Papa S. Felice viene chiamato nel Martirologio Romano Felice III, visto che si tratta dell'amministratore Felice che governò la Chiesa durante l'esilio di papa Libero, chiamato Felice II. Fu un antenato di S. Gregorio Magno (3 set.) che parlò di lui quando apparve alla zia morente, S. Tarsilla (24 dic.), per chiamarla in cielo. Succedette a papa Simplicio nel 473 in un periodo in cui l'Oriente era in subbuglio in seguito al concilio di Calcedonia: nel suo complesso il concilio non era stato accettato dall'Oriente monofisita ma anche i vescovi cattolici mantenevano riserve per la presunta condanna di S. Cirillo d'Alessandria (27 giu.). La divisione che seguì spinse gli imperatori a intervenire per sistemare la questione, ora usando la forza, ora costringendo i vescovi a firmare documenti imperiali o di una delle due parti.
Acacio, patriarca di Costantinopoli, che sembrò in un primo momento il vero e proprio bastione della fedeltà a Calcedonia, inviò addirittura un legato, Talaia, a corte per assicurarsi che al monofisita Pietro il Balbuziente non venisse assegnata la sede di Alessandria. La corte acconsentì a patto che Talaia non venisse coinvolto personalmente nella disputa. Quando però il patriarca cattolico di Alessandria morì, venne detto proprio Talaia, il quale accettò la nomina e venne di conseguenza disconosciuto dall'imperatore. Scappò quindi a Roma dove trovò papa Simplicio sul letto di morte.

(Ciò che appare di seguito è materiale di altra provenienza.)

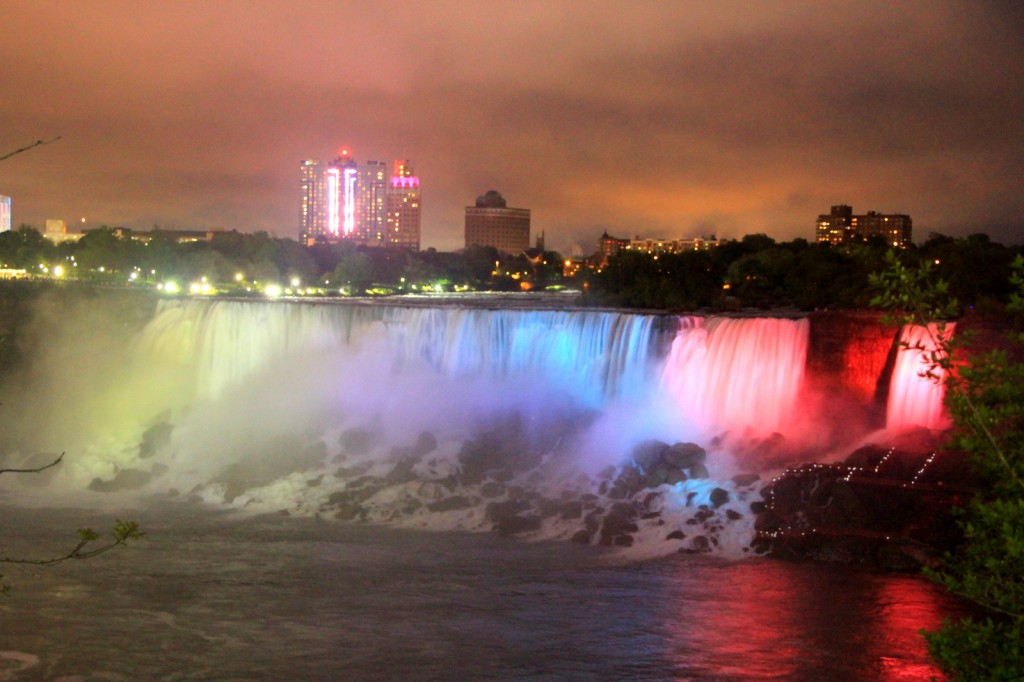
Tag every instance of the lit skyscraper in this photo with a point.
(360, 202)
(342, 176)
(371, 208)
(403, 208)
(311, 223)
(4, 213)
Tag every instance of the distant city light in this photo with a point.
(333, 208)
(349, 224)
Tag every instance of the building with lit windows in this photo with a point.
(345, 200)
(842, 226)
(371, 202)
(608, 246)
(311, 219)
(491, 222)
(4, 214)
(403, 208)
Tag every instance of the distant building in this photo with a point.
(178, 236)
(371, 202)
(608, 246)
(349, 201)
(4, 214)
(491, 222)
(339, 197)
(403, 208)
(842, 226)
(311, 220)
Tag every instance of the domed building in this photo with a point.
(492, 222)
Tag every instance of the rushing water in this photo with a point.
(213, 596)
(265, 392)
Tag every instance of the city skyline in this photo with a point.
(666, 120)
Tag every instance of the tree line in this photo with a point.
(754, 271)
(758, 271)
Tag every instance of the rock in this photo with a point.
(653, 502)
(648, 454)
(402, 472)
(358, 441)
(352, 472)
(698, 545)
(451, 504)
(719, 497)
(675, 476)
(571, 509)
(511, 525)
(497, 511)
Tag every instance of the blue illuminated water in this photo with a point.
(211, 596)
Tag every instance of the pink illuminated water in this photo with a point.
(738, 373)
(914, 399)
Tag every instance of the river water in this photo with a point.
(211, 595)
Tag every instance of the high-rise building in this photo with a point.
(492, 223)
(349, 201)
(4, 214)
(842, 226)
(339, 197)
(403, 208)
(311, 220)
(371, 202)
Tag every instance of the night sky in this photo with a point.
(658, 119)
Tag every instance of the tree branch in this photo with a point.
(38, 142)
(42, 468)
(123, 533)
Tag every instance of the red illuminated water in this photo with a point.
(915, 400)
(738, 373)
(208, 596)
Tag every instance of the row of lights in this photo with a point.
(795, 530)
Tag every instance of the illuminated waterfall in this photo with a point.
(738, 373)
(914, 399)
(592, 356)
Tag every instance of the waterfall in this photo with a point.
(915, 399)
(738, 373)
(593, 356)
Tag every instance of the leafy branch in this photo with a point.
(914, 297)
(123, 533)
(986, 400)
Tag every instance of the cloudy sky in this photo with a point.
(651, 118)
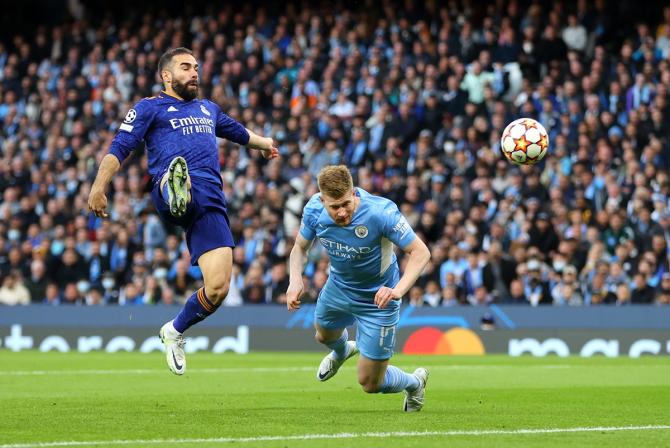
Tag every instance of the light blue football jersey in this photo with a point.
(361, 254)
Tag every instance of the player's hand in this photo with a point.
(271, 151)
(97, 203)
(385, 295)
(293, 294)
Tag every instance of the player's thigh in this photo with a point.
(326, 335)
(216, 266)
(371, 371)
(332, 314)
(376, 329)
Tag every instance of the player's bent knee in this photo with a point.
(369, 387)
(321, 339)
(217, 293)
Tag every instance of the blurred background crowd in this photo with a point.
(411, 95)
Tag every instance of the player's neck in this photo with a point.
(170, 92)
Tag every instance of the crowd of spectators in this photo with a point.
(412, 96)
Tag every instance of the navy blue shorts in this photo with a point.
(206, 219)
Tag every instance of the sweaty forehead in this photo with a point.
(184, 59)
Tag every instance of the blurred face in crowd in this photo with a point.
(182, 76)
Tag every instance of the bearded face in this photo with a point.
(187, 90)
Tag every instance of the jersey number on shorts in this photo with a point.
(387, 336)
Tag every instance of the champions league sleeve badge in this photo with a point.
(361, 231)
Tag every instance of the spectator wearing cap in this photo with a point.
(663, 293)
(13, 291)
(498, 272)
(567, 291)
(536, 289)
(542, 234)
(642, 293)
(617, 232)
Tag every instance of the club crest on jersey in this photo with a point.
(361, 231)
(130, 116)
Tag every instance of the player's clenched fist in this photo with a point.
(97, 203)
(384, 296)
(293, 294)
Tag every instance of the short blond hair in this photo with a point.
(335, 181)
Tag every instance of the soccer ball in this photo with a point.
(524, 141)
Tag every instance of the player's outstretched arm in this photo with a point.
(419, 255)
(97, 201)
(296, 266)
(264, 144)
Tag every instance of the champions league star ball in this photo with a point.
(524, 141)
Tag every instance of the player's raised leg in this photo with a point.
(377, 376)
(376, 342)
(216, 266)
(341, 350)
(175, 187)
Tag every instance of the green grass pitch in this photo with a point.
(274, 400)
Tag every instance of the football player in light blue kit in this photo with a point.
(180, 131)
(358, 230)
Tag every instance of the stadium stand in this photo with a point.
(412, 96)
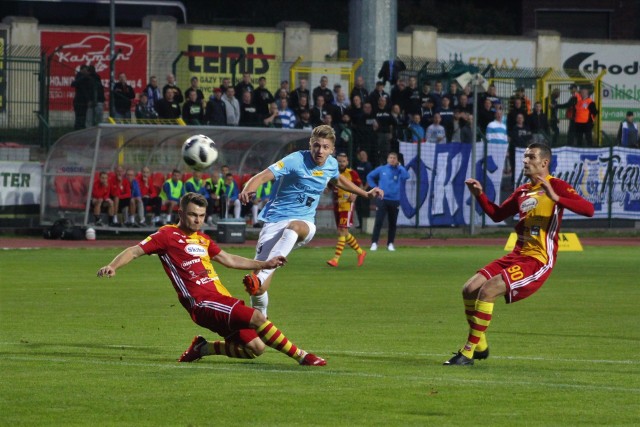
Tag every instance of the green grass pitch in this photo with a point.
(77, 350)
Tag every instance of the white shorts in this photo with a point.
(271, 233)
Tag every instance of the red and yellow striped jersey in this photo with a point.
(539, 216)
(187, 261)
(340, 196)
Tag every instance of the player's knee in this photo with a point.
(257, 347)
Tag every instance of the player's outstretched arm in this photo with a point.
(349, 186)
(242, 263)
(252, 185)
(123, 258)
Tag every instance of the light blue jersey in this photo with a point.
(299, 185)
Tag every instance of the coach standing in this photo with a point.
(388, 178)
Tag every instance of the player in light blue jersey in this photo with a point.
(301, 177)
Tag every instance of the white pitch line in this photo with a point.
(325, 371)
(395, 354)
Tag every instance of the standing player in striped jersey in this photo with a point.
(343, 209)
(540, 205)
(186, 255)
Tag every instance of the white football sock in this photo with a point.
(282, 247)
(260, 302)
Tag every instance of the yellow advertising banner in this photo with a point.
(568, 242)
(212, 55)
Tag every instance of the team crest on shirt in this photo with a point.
(529, 204)
(195, 250)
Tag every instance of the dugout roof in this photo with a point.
(77, 157)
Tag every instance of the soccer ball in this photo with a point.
(199, 152)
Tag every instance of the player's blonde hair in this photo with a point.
(323, 132)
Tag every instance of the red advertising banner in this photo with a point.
(69, 50)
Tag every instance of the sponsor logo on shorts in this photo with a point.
(195, 250)
(528, 204)
(190, 262)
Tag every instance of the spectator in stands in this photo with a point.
(323, 91)
(363, 205)
(149, 198)
(273, 120)
(196, 184)
(538, 124)
(520, 94)
(216, 111)
(121, 195)
(298, 93)
(435, 132)
(398, 95)
(122, 95)
(172, 190)
(286, 114)
(446, 116)
(377, 94)
(262, 97)
(282, 94)
(231, 191)
(84, 87)
(390, 71)
(413, 98)
(586, 112)
(226, 83)
(427, 112)
(153, 93)
(417, 133)
(143, 110)
(303, 104)
(135, 206)
(195, 87)
(492, 96)
(318, 111)
(263, 195)
(178, 97)
(244, 86)
(304, 120)
(232, 107)
(359, 90)
(383, 132)
(248, 112)
(552, 109)
(167, 107)
(453, 94)
(399, 126)
(486, 114)
(496, 131)
(340, 107)
(355, 109)
(464, 104)
(101, 198)
(95, 108)
(518, 108)
(628, 132)
(437, 94)
(193, 110)
(425, 94)
(519, 137)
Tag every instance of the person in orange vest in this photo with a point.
(571, 112)
(586, 112)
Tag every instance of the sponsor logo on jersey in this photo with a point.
(190, 262)
(528, 204)
(195, 250)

Nel frattempo Acacio aveva cambiato linea d'azione e stava cercando un compromesso con i monofisiti servendosi di un documento, l'Ilenoticon, che egli stesso aveva composto ma che aveva divulgato servendosi del nome dell'imperatore Zenone.

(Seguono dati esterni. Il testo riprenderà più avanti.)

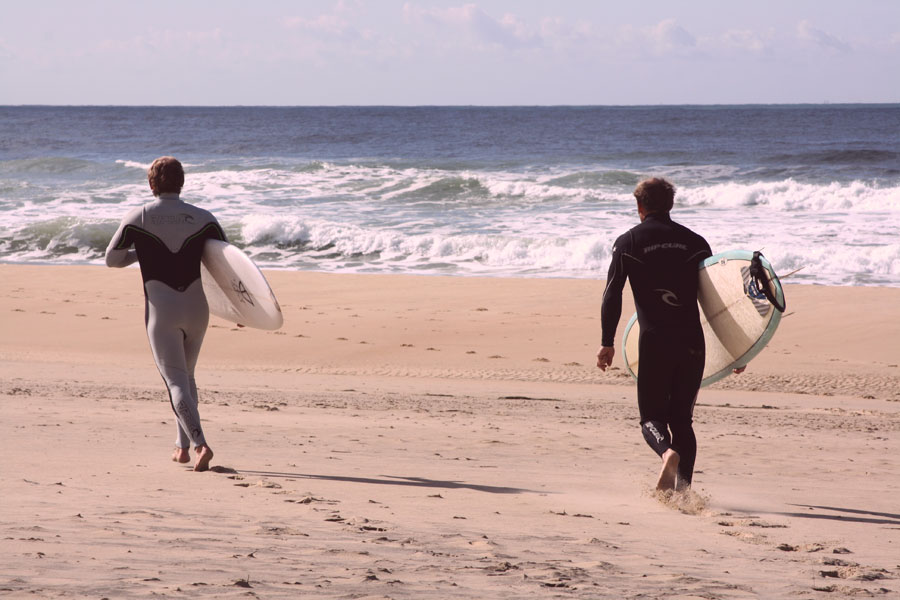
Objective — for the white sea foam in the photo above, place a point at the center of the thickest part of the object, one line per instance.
(399, 219)
(792, 196)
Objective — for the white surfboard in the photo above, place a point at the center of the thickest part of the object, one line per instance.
(739, 313)
(236, 289)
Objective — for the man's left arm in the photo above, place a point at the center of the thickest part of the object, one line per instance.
(611, 308)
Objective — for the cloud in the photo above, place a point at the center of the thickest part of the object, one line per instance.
(5, 52)
(666, 38)
(508, 31)
(807, 33)
(747, 40)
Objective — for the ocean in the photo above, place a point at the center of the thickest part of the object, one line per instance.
(466, 191)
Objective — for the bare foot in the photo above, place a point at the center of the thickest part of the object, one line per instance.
(204, 455)
(669, 471)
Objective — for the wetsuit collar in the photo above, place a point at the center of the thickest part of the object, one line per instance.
(658, 216)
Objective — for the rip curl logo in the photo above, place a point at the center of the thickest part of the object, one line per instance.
(752, 291)
(242, 292)
(669, 297)
(654, 432)
(180, 219)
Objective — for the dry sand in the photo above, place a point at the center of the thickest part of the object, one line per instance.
(431, 437)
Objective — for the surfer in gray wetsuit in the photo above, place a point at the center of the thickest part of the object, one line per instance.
(168, 236)
(660, 258)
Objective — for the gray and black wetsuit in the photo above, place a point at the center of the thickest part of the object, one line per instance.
(168, 236)
(661, 258)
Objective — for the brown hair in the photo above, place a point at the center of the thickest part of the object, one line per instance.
(655, 195)
(166, 176)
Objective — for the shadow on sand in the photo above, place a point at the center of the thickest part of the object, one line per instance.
(849, 515)
(385, 480)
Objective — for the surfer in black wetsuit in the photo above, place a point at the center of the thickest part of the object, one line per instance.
(168, 236)
(661, 258)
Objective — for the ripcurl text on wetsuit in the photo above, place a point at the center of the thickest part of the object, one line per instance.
(168, 236)
(661, 260)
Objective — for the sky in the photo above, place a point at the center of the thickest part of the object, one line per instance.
(420, 52)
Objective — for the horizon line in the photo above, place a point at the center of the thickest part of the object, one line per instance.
(659, 105)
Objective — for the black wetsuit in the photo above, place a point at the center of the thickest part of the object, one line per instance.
(661, 258)
(168, 236)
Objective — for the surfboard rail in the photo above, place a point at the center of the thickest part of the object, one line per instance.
(729, 322)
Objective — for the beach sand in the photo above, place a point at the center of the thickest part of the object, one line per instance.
(436, 437)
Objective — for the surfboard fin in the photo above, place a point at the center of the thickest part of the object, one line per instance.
(760, 276)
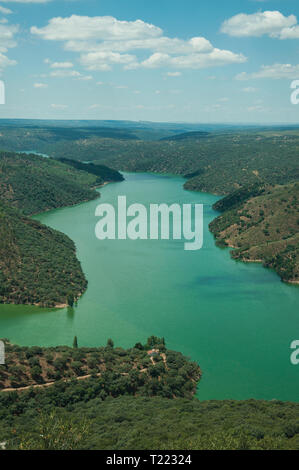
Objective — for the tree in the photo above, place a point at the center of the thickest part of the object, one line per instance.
(70, 299)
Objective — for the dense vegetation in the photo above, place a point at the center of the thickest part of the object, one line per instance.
(263, 225)
(138, 400)
(34, 184)
(38, 265)
(217, 163)
(104, 174)
(148, 369)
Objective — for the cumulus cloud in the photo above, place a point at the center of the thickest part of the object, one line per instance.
(275, 71)
(40, 85)
(7, 41)
(271, 23)
(62, 65)
(5, 11)
(26, 1)
(104, 41)
(59, 106)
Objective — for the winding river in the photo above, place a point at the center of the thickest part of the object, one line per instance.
(237, 320)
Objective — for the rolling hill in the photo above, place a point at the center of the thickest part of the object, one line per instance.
(262, 226)
(38, 265)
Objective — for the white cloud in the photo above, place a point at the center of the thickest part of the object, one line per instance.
(104, 60)
(5, 61)
(105, 41)
(194, 61)
(174, 74)
(40, 85)
(62, 65)
(271, 23)
(95, 28)
(249, 89)
(64, 73)
(26, 1)
(275, 71)
(7, 33)
(5, 11)
(7, 41)
(59, 106)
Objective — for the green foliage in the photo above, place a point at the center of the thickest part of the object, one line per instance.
(54, 432)
(38, 264)
(262, 227)
(35, 184)
(103, 173)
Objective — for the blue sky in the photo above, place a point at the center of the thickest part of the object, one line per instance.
(195, 61)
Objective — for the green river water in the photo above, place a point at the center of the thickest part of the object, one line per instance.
(237, 320)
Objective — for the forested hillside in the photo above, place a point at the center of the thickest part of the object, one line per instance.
(262, 224)
(139, 398)
(38, 265)
(34, 184)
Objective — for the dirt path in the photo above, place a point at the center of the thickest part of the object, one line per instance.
(48, 384)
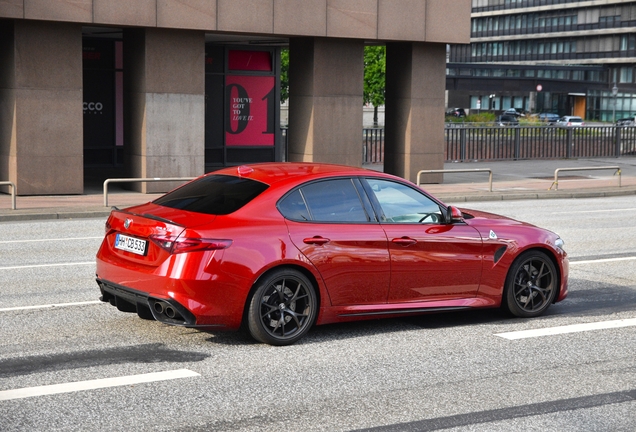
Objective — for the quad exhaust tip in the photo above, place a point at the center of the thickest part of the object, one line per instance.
(165, 312)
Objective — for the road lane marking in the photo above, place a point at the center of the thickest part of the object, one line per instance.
(47, 265)
(96, 384)
(574, 328)
(594, 211)
(601, 260)
(45, 240)
(50, 306)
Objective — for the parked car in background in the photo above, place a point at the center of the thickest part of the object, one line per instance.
(549, 118)
(513, 111)
(456, 112)
(627, 121)
(570, 121)
(507, 120)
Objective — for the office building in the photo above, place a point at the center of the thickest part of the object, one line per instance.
(561, 56)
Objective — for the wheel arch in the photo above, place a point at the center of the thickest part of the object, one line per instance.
(306, 272)
(550, 254)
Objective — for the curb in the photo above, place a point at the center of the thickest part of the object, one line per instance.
(535, 195)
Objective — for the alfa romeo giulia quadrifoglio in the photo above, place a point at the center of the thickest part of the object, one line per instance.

Il documento era rivolto ai vescovi e con esso l'imperatore rassicurava a proposito della propria ortodossia e invocava fedeltà ai concili di Nicea, Costantinopoli ed Efeso, condannava Eutiche, come aveva fatto il concilio di Calcedonia, accettava le dodici tesi di Cirillo contro Nestorio, ma deliberatamente non menzionava assolutamente il concilio di Calcedonia. Ciò equivaleva a un rifiuto del concilio stesso e del Torno di Leone che era considerato la condanna ufficiale dell'eretico Eutiche.

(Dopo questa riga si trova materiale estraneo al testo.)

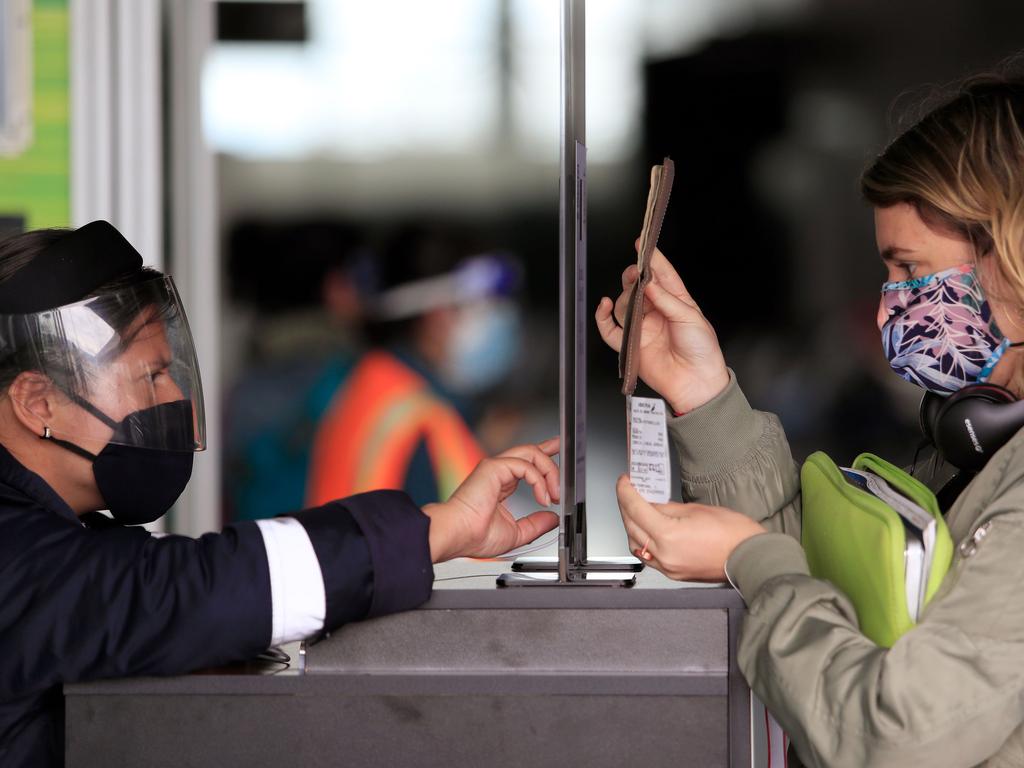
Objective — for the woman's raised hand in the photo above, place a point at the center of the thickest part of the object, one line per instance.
(679, 353)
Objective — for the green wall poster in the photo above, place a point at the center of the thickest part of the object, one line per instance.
(35, 183)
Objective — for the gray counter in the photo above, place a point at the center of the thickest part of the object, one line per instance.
(477, 676)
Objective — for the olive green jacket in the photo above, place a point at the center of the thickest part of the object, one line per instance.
(949, 692)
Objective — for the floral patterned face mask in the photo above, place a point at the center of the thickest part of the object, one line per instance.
(941, 334)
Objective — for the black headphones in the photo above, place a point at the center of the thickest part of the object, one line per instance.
(971, 424)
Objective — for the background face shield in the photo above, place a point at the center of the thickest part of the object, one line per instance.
(121, 366)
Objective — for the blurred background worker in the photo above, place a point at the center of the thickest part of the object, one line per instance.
(441, 329)
(298, 281)
(369, 379)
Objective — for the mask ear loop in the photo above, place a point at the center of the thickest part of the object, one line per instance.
(78, 450)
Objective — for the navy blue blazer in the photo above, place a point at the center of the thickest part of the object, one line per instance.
(83, 602)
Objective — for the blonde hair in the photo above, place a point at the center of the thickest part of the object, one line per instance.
(962, 166)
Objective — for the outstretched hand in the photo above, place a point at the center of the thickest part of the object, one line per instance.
(679, 353)
(475, 522)
(686, 542)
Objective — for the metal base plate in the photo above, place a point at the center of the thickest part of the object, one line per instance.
(547, 564)
(576, 579)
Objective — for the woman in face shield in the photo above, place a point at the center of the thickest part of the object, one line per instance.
(101, 409)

A Roma Talaia accusò formalmente Acacio e Felice III rispose inviando un'ambasciata a Costantinopoli e pretendendo che Acacio desse conto delle accuse. I legati romani, però, vennero arrestati e i loro documenti confiscati; essi, anzi, passarono dalla parte del patriarca: non solo firmando l'Henoticon, ma anche partecipando alla liturgia presieduta da Acacio dando così l'impressione che il patriarca avesse ottenuto l'approvazione di Roma. Un sinodo di settanta vescovi processò e condannò i legati al loro ritorno, censurando esplicitamente anche Acacio e tutti i suoi sostenitori. Lo scisma che ne risultò durò per trentacinque difficili anni ed ebbe fine solo grazie all'ascesa al trono dell'imperatore Giustino.
Non si sa nulla della vita personale di S. Felice III, ma è chiaro che si formò a immagine del suo predecessore: S. Leone Magno (10 nov.). Perspicace, energico e pratico fu fermo e risoluto nella difesa delle decisioni conciliari contro le strumentalizzazioni di imperatori e patriarchi; se Calcedonia rimane una pietra miliare nella storia della cristianità, molto lo si deve a Felice III che non si piegò a un accantonamento di quelle decisioni nemmeno a costo di provocare uno scisma con l'Oriente.
In Occidente Felice aiutò la Chiesa d'Africa dopo le lunghe persecuzioni dei vandali ariani. Morì nel 492 dopo un pontificato di quasi nove anni.
MARTIROLOGIO ROMANO. A Roma presso San Paolo sulla via Ostiense, san Felice III, papa, che fu antenato del papa san Gregorio Magno.